- Poster
- Directed by: V. C. Guhanathan
- Written by: V. C. Guhanathan
- Produced by: D. Ramanaidu
- Starring: Raghuvaran Madhuri Sarath Babu Baby Shalini
- Cinematography: Dharma
- Edited by: R. T. Annadurai
- Music by: Chandrabose
- Production company: Suresh Productions
- Release date: 5 December 1987;
- Running time: 130 minutes
- Country: India
- Language: Tamil

= Michael Raj =

1987 film by V. C. Guhanathan

Michael Raj is a 1987 Indian Tamil-language action drama film directed by V. C. Guhanathan and produced by D. Ramanaidu. The film stars Raghuvaran and Madhuri, supported by Sarath Babu and Baby Shalini. It was released on 5 December 1987. The film was remade in Telugu as Brahma Puthrudu and in Hindi as Rakhwala with Shalini reprising her role.

== Plot ==

Michael Raj is the story of an honest man who had to take the route of action to erase the corruption and crime happening around him.

== Soundtrack ==
Soundtrack was composed by Chandrabose. All songs written by Mu.

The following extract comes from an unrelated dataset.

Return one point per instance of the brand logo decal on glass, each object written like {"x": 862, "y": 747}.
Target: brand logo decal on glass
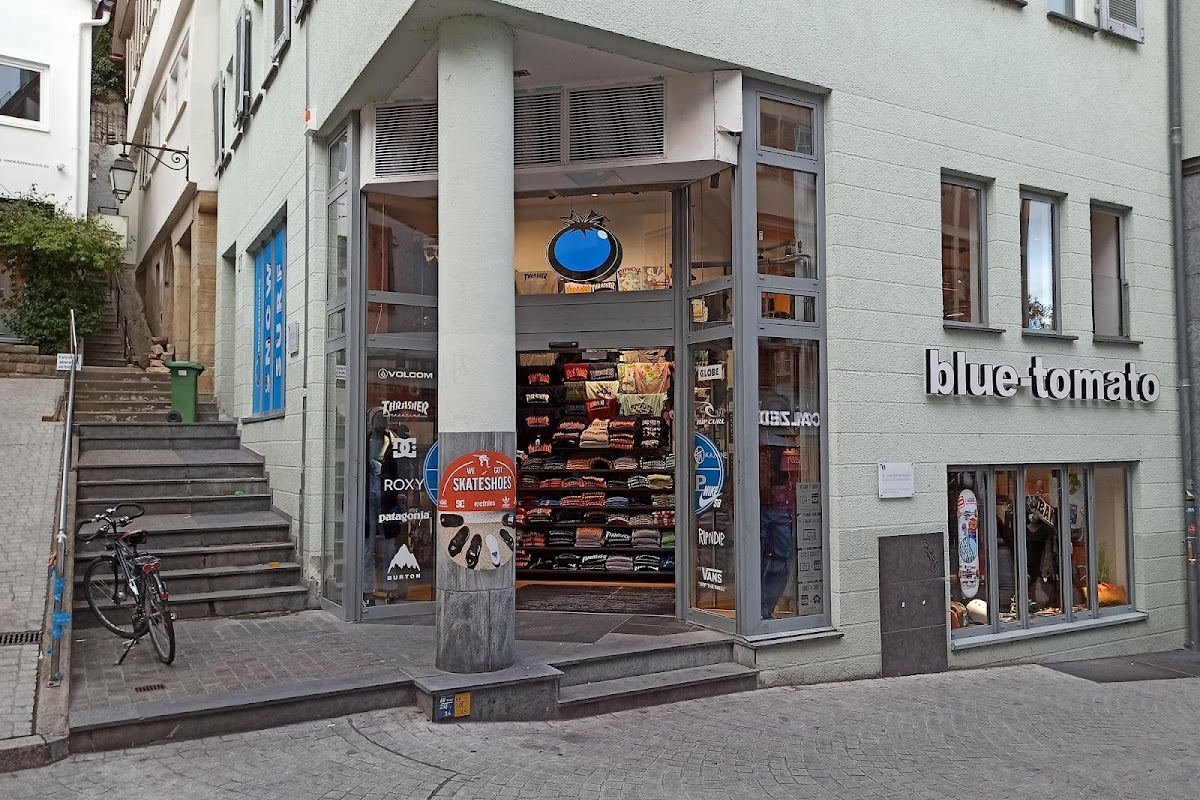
{"x": 583, "y": 250}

Metha.

Track listing
| No. | Title | Singer(s) | Length |
|---|---|---|---|
| 1. | "Thenna Mara Thoppukulle" | Malaysia Vasudevan, Vani Jairam |  |
| 2. | "Kaalam Porandiruchu" | K. J. Yesudas |  |
| 3. | "Jothilingam" | S. P. Sailaja |  |
| 4. | "Maniyadikuthu" | Malaysia Vasudevan |  |
| 5. | "Hey Dorai" | S. P. Balasubrahmanyam |  |

== Reception ==
The Indian Express wrote, "There is crude rabblerousing with anti-rich bombast, all in keeping with the meaningless socialistic pattern(n) of filmy rhetoric".